Abstract
2009 has been a tough year for the shipping sector - container freight rates
have plunged with industry observers issuing profit warnings for container
lines' full-year results. The liquid bulk sector has remained afloat, as
tankers have been used for oil-storage purposes. Dry bulk shipping fortunes
have fluctuated - from all-time lows, to showing a steady recovery, to
dipping once more - as the sector' s fortunes have become increasingly tied
to China' s raw-material needs. For BMI' s Q409 Croatia Shipping Report we
have reviewed our forecast data for total tonnage throughput and container
volumes for 2009, taking into account, where available, the most recent
monthly throughput data for the port of Ploce. BMI has revised its 2009
throughput forecasts for the port down. We believe that for the whole of
2009 the port' s total tonnage throughput will fall by 30.68%, y-o-y. As
2009 draws to a close, BMI answers the question of what is next for the
Croatian shipping sector. We predict that a gradual recovery in the
country' s ports throughput will begin in 2010. This is based upon the fact
that our Country Risk desk is forecasting Croatia' s total trade to increase by
3.27% in 2010. At one of country' s main ports, the port of Ploce, BMI
predicts that tonnage throughput at the port will grow by 4.78% while
container volumes will increase by 6.54% in 2010. This estimate will see the
port to handling a total of 3.7mn tonnes and 24,035 TEUs in 2010. We
expect growth in throughput volumes to continue at the port for the rest of
the mid term (2011-2013). According to BMI' s shipping desk forecasts for
the port of Ploce, we predict that total tonnage throughput will increase
on average by 13.3% per year, with container volumes increasing by a yearly
average of 17.2%. This growth will enable the port of Ploce to reclaim its
pre-downturn levels of both tonnage and container throughput in 2013.

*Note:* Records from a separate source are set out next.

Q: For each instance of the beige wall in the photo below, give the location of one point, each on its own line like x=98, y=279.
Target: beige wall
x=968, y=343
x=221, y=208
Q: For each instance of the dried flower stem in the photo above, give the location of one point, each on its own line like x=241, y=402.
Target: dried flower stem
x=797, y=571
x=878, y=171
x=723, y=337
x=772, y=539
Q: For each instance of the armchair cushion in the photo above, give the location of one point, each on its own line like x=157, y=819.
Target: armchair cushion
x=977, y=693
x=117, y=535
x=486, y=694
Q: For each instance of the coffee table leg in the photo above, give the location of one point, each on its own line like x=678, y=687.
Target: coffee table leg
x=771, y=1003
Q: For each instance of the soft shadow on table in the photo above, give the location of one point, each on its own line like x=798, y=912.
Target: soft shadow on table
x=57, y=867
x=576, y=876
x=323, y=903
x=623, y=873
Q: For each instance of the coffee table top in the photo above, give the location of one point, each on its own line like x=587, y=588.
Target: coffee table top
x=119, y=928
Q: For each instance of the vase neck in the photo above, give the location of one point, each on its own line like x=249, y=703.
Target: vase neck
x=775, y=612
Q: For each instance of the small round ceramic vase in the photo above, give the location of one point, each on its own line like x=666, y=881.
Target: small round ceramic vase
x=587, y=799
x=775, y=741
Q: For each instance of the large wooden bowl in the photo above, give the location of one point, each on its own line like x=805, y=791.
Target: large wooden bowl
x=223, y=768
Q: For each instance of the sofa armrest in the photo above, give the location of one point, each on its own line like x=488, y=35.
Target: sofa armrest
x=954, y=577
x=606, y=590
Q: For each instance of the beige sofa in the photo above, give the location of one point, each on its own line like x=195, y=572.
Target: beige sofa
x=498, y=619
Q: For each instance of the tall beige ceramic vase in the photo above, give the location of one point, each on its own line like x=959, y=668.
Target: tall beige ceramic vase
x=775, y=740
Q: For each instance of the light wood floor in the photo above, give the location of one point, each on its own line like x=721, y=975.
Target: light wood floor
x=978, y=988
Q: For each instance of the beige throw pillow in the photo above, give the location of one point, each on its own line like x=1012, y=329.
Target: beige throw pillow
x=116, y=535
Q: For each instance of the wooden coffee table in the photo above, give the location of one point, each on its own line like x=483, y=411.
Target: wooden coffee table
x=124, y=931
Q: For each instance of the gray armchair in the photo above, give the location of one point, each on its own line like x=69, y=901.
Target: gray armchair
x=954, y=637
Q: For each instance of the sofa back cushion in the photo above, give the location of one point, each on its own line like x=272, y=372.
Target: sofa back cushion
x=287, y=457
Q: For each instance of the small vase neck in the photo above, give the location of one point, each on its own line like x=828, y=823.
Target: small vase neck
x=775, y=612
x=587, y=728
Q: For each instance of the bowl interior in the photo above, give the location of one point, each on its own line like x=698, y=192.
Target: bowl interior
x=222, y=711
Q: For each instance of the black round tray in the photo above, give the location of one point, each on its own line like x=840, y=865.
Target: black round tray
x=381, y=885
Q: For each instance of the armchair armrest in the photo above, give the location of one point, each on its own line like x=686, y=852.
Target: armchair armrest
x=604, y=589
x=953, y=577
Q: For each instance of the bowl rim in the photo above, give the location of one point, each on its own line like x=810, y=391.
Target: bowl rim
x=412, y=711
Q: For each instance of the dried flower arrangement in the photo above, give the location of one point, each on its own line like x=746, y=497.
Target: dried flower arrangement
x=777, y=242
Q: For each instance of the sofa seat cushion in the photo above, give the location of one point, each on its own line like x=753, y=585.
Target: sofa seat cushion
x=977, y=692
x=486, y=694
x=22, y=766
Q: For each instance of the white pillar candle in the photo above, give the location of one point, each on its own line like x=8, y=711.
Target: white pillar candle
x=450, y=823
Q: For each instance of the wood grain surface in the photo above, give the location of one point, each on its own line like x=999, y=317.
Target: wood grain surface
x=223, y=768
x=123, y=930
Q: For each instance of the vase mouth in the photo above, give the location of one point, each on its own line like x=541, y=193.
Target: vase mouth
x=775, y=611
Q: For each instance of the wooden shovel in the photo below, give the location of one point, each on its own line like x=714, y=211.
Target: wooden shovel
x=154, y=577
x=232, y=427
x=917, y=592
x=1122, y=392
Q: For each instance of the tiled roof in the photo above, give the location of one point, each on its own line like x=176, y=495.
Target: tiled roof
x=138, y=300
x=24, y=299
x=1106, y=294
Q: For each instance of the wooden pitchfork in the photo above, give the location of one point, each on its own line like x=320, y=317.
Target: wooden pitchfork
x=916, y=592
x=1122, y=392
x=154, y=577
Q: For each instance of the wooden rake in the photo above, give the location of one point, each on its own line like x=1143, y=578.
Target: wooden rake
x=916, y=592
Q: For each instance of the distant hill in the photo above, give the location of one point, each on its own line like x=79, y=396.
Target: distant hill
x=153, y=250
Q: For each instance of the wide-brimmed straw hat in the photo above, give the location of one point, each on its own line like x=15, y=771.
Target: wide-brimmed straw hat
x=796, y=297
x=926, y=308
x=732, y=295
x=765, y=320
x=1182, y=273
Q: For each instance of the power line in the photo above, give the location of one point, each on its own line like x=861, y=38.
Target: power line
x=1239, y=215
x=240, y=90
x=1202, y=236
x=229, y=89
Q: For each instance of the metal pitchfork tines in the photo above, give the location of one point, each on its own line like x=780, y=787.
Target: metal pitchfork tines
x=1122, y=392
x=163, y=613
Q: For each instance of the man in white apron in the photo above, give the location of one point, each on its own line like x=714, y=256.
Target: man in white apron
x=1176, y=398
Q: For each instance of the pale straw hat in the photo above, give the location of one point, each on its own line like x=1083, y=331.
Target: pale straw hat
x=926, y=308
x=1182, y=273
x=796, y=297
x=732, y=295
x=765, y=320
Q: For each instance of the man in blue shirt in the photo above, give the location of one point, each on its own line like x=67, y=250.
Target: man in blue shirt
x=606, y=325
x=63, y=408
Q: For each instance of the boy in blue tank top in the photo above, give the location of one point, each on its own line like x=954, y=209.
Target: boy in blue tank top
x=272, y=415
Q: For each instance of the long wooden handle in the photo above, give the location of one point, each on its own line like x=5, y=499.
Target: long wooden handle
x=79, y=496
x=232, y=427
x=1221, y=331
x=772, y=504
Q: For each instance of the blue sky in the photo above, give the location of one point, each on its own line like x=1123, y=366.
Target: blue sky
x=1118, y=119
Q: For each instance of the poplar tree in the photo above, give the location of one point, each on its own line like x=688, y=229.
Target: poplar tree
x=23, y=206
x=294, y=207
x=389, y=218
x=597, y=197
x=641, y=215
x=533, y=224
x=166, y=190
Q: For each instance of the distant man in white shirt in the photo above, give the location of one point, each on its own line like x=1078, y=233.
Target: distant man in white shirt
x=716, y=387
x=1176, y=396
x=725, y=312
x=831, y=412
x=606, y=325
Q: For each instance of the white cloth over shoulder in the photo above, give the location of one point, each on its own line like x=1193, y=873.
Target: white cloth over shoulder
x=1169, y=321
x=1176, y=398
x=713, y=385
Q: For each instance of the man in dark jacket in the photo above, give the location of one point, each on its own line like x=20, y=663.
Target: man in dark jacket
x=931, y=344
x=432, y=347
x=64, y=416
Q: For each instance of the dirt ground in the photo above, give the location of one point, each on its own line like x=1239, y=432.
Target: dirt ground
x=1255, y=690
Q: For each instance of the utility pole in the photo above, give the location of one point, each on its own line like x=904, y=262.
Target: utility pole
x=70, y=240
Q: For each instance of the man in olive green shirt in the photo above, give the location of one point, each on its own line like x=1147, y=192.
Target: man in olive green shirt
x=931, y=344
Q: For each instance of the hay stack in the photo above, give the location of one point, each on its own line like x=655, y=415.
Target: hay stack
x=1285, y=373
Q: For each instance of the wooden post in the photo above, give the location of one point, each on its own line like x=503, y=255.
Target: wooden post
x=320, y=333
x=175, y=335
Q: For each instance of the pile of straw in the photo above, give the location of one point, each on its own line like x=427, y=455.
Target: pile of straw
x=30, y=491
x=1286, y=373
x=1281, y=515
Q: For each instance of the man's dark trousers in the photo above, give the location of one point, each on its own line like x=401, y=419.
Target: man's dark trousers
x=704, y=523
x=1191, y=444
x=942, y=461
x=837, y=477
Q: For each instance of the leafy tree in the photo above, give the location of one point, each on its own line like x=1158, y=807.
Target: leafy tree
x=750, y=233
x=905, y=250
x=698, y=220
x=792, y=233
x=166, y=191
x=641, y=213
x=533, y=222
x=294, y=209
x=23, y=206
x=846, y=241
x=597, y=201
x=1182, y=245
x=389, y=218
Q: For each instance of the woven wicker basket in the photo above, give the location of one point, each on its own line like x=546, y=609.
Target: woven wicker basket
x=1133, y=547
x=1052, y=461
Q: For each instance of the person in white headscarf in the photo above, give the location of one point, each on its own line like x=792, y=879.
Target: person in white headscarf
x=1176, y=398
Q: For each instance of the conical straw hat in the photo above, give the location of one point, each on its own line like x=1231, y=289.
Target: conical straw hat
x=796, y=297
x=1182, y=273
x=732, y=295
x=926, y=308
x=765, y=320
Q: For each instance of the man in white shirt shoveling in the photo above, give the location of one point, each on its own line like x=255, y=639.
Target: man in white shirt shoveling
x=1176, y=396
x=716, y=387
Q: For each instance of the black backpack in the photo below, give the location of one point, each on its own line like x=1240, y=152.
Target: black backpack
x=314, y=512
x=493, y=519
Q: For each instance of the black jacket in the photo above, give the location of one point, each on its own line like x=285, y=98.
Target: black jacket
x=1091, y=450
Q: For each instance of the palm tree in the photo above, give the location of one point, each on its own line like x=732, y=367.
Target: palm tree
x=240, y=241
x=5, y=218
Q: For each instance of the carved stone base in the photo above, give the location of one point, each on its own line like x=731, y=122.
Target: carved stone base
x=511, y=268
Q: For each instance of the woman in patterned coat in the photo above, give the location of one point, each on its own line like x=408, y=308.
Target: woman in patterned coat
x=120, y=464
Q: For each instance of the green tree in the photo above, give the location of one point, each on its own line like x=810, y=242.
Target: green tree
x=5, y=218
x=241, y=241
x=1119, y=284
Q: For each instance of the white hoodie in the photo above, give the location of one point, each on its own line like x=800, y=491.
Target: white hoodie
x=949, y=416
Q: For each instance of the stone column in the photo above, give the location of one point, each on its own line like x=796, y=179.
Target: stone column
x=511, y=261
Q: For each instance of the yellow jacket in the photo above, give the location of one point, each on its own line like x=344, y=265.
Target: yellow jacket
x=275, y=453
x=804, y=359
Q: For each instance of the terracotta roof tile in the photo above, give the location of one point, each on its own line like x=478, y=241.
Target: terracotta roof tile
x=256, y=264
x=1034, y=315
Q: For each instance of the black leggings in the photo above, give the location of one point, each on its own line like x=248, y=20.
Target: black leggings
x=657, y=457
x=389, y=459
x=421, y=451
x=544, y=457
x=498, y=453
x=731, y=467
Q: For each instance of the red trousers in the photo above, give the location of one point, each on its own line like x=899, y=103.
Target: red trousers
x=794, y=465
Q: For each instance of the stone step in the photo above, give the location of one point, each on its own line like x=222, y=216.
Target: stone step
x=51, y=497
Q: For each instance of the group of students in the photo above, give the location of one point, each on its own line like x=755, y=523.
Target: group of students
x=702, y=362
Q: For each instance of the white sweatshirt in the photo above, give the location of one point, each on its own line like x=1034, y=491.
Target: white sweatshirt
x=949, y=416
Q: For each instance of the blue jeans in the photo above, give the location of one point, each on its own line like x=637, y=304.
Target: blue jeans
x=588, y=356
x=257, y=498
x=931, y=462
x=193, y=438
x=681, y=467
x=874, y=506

Croatia' s port recovery is reliant on a revival in Croatia' s trade volumes.
For the whole of 2009 BMI expects Croatia' s imports and exports both to
decline by 10%. A gradual recovery is forecast to begin in 2010, with
total trade forecast to grow by 3.27%. BMI predicts that over the rest of the
mid term (2011- 2013) the country' s total trade will increase by a yearly
average of 4.73%. This trade recovery will see the country' s import and
export worth increase to US$34.3bn and US$31.2bn respectively by 2013. BMI
does not expect the country' s current main trade partners of Italy,
Germany, Russia, Slovenia, Bosnia and Herzegovina, China and Austria to
change dramatically over the mid term.